Obwohl geboren in Milwaukee, Wisconsin, USA, im Jahr 1939, ist John Neumeier gefühlt ein Sohn unserer Stadt. Und nun nimmt dieser Sohn der Stadt tatsächlich Abschied, eigentlich schlichtweg unvorstellbar. Denn er hat mit Blick auf das Ballett, nicht nur in Deutschland und Europa, geradezu Epochales geleistet, hat eben das Ballett aus einer vermeintlich verstaubten Ecke herausgeholt, hat über 150 Ballette kreiert, zahlreiche Talente entdeckt und gefördert, er war der bei weitem Dienst älteste Ballett-Direktor der Welt. Auf die Frage, woher er seine enorme, offenbar unerschöpfliche Energie nehme, antwortete er: „Ich möchte darauf mit einem Zitat aus der Matthäus-Passion anworten: Aus Liebe.“ Als er anfing in Hamburg, kam man in der Saison auf nicht einmal 40 Vorstellungen, später, unter seiner Regie, waren es oft über 90 Vorstellungen.
Insgesamt kann John Neumeier auf eine über sechzigjährige Karriere im Tanz zurückblicken: zunächst als Balletttänzer, sodann als Choreograph, schließlich als Ballettchef in Hamburg. Über Jahrzehnte hat John Neumeier gesammelt und eine international renommierte Tanz- und Ballettsammlung entstehen lassen, die sich in der John Neumeier-Stiftung findet. Daneben hat er eine Ballettschule gegründet, seine Ballette bleiben selbstverständlich im Repertoire, als Gast-Choreograph war er etwa in New York, Tokio, St. Petersburg (vor dem Krieg Russlands gegen die Ukraine), in Brüssel oder Genf. Ein Kosmopolit des Balletts mit Hamburger Background und damit eben mithin ein formidabler Botschafter für die schönste Stadt der Welt.

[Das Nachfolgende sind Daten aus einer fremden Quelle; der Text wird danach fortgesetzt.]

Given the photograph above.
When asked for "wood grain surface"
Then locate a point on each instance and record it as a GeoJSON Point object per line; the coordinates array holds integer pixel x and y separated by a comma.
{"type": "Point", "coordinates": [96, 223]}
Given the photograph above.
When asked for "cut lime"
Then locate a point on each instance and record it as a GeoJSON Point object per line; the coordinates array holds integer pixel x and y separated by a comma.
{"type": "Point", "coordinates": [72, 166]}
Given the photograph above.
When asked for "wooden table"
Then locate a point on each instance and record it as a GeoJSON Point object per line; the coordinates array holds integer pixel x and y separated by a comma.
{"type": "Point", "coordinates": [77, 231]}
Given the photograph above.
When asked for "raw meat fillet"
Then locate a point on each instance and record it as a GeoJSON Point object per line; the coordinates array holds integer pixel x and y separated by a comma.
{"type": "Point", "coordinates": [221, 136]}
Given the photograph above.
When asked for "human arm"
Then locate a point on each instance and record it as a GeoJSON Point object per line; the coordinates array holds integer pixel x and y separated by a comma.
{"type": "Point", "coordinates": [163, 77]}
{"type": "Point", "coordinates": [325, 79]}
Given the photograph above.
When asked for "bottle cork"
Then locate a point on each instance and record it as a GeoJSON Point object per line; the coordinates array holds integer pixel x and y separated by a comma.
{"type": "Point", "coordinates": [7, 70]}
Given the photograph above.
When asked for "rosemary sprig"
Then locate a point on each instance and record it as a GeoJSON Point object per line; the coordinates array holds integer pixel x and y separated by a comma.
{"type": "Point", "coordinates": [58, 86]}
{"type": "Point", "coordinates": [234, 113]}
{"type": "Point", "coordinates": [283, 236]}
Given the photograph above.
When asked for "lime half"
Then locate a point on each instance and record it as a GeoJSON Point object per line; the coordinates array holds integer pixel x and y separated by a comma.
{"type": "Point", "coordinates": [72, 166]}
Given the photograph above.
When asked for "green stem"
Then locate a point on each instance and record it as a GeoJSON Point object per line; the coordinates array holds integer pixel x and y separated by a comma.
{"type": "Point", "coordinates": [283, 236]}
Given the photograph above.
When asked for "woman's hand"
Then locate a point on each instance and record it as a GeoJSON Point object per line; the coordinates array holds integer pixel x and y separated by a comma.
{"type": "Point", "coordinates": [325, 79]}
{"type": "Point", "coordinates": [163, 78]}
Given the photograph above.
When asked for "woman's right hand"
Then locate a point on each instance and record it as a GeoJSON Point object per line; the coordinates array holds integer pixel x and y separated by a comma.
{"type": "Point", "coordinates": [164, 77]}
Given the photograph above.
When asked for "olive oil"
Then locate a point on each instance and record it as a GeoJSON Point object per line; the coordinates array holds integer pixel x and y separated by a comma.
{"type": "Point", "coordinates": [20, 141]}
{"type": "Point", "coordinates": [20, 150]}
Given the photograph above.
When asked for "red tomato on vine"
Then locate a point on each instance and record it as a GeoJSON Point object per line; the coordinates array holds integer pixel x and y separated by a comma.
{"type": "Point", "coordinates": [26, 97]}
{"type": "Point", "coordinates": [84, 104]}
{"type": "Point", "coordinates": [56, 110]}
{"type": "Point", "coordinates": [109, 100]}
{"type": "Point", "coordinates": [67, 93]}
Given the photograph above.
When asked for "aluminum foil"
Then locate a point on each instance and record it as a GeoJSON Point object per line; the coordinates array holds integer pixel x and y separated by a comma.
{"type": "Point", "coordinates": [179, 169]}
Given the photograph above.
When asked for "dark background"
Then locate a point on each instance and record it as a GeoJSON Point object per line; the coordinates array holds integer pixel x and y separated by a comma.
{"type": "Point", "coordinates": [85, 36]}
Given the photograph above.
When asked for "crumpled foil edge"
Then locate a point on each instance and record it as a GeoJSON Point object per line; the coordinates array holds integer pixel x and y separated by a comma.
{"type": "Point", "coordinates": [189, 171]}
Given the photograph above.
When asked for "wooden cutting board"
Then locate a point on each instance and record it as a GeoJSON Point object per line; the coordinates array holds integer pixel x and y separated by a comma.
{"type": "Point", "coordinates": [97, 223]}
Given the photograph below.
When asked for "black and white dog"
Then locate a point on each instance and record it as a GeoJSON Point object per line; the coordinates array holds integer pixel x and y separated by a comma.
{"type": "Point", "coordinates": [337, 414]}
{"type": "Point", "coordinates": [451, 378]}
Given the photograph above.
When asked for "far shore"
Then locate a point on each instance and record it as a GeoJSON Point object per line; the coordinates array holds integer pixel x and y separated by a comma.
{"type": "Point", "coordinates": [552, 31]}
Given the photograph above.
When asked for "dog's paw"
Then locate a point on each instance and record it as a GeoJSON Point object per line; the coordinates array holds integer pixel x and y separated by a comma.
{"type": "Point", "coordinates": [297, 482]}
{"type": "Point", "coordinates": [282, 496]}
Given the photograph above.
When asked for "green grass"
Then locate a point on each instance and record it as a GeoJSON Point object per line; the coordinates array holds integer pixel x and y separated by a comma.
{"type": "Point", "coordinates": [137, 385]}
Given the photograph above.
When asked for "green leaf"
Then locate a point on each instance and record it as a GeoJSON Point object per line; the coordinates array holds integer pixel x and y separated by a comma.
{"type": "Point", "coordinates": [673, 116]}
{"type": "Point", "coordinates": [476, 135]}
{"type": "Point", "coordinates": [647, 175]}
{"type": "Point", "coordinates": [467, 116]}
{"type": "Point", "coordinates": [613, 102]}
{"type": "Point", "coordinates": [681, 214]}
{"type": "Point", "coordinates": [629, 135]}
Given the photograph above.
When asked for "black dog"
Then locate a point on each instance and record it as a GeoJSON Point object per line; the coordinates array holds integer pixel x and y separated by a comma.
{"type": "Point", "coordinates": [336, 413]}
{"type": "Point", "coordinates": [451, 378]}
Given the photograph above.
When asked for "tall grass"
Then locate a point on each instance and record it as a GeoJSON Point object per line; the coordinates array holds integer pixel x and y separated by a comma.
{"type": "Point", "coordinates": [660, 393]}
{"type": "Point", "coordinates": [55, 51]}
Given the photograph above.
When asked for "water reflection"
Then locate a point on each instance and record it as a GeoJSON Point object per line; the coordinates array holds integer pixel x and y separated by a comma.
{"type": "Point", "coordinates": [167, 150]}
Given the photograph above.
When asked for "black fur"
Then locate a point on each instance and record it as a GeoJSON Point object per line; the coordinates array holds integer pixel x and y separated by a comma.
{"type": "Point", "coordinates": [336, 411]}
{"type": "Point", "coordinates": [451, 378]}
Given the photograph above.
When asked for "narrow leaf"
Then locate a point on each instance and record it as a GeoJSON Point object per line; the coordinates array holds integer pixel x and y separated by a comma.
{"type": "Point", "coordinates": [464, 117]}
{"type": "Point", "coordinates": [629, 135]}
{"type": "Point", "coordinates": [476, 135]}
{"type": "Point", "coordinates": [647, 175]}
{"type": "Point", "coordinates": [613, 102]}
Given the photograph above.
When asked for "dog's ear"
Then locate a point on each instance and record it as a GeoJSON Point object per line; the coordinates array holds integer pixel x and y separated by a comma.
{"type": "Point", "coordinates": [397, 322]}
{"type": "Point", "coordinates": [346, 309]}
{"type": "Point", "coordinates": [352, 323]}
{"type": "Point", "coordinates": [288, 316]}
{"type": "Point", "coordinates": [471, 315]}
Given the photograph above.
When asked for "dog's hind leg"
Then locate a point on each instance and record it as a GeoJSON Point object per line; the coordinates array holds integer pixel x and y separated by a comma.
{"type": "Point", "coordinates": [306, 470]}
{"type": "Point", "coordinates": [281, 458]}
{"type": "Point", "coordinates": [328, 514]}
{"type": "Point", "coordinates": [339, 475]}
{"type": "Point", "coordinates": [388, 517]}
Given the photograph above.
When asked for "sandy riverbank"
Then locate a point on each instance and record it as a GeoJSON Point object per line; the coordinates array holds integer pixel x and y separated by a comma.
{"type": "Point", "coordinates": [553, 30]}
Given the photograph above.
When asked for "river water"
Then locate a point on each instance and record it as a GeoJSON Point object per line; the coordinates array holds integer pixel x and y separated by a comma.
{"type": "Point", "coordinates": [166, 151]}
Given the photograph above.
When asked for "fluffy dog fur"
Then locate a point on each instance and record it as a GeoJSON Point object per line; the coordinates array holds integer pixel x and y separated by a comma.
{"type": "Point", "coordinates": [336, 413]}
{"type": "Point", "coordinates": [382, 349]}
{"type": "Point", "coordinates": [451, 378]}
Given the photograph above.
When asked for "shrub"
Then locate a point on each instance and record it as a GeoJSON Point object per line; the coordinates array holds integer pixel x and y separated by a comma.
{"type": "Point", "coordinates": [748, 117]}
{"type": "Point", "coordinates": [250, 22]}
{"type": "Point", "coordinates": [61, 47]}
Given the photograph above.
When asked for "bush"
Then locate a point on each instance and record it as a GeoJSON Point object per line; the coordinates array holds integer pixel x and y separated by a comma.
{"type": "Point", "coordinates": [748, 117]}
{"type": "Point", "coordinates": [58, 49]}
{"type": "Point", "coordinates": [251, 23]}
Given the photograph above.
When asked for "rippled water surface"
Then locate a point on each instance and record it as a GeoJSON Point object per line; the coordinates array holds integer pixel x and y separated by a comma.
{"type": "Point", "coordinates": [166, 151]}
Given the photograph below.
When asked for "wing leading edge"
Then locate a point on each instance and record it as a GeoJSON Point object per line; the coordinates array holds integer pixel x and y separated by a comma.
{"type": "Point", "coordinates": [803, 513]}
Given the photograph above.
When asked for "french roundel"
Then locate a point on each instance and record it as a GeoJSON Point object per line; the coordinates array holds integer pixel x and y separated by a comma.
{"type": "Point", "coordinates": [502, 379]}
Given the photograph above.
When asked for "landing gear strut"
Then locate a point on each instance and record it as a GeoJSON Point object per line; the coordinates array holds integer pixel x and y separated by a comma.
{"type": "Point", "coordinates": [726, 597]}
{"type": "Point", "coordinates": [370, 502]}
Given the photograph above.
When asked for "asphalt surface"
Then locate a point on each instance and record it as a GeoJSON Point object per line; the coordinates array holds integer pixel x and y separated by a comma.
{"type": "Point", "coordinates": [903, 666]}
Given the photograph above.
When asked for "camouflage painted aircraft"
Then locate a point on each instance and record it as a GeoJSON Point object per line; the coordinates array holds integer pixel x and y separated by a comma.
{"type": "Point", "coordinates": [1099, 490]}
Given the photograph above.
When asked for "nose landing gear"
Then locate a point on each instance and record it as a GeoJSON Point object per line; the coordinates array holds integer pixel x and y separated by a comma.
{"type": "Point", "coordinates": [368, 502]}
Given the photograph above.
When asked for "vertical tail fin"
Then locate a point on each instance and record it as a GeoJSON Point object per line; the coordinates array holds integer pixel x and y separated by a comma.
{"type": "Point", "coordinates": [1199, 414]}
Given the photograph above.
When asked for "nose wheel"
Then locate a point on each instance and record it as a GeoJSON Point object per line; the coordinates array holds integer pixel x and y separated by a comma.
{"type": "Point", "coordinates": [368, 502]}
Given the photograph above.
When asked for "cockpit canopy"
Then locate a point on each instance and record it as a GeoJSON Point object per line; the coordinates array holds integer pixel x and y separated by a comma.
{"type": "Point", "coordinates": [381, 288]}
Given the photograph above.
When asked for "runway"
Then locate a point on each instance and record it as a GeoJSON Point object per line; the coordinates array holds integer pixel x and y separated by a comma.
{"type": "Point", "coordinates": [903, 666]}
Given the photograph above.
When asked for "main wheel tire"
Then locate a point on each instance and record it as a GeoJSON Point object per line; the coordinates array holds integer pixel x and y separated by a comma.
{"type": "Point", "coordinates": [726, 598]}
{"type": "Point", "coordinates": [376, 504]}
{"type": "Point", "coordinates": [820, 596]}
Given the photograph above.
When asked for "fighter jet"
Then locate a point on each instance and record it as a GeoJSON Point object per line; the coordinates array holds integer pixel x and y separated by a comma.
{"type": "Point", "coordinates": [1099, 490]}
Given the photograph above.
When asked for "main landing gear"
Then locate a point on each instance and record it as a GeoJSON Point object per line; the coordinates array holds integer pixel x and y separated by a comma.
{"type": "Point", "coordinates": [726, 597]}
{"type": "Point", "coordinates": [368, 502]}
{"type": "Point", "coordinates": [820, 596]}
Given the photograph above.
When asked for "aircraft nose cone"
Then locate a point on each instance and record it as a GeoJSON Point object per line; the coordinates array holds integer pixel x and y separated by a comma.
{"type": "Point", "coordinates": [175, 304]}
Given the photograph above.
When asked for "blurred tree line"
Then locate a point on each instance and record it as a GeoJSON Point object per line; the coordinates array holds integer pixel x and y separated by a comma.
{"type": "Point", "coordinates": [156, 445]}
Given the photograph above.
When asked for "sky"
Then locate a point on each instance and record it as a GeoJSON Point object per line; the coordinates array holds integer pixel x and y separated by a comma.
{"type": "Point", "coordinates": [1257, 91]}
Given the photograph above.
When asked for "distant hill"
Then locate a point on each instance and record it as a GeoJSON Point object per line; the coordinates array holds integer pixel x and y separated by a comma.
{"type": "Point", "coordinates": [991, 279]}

Und natürlich wurde John Neumeier mit kaum zählbaren nationalen und internationalen Preisen ausgezeichnet. So ist er etwa Träger des Großen Bundesverdienstkreuzes, er erhielt den Gustaf Gründgens-Preis und er bekam den Kyoto-Preis, einer der bedeutendsten Preise weltweit für überragende Leistungen in Wissenschaft und Kunst (dotiert mit 580.000 Euro). Schwer vorstellbar, dass er nun nicht mehr an der Spitze der Hamburger Ballett Compagnie stehen wird. Er wird jedoch unvergessen bleiben. Das fühlten übrigens auch die Besucher des Abschiedsabends im Großen Haus der Staatsoper in dieser Woche. Sie bedachten zum Schluss den großen Ballett-Meister mit sage und schreibe 22 Minuten Standing Ovations.
Aus Liebe zu Hamburg.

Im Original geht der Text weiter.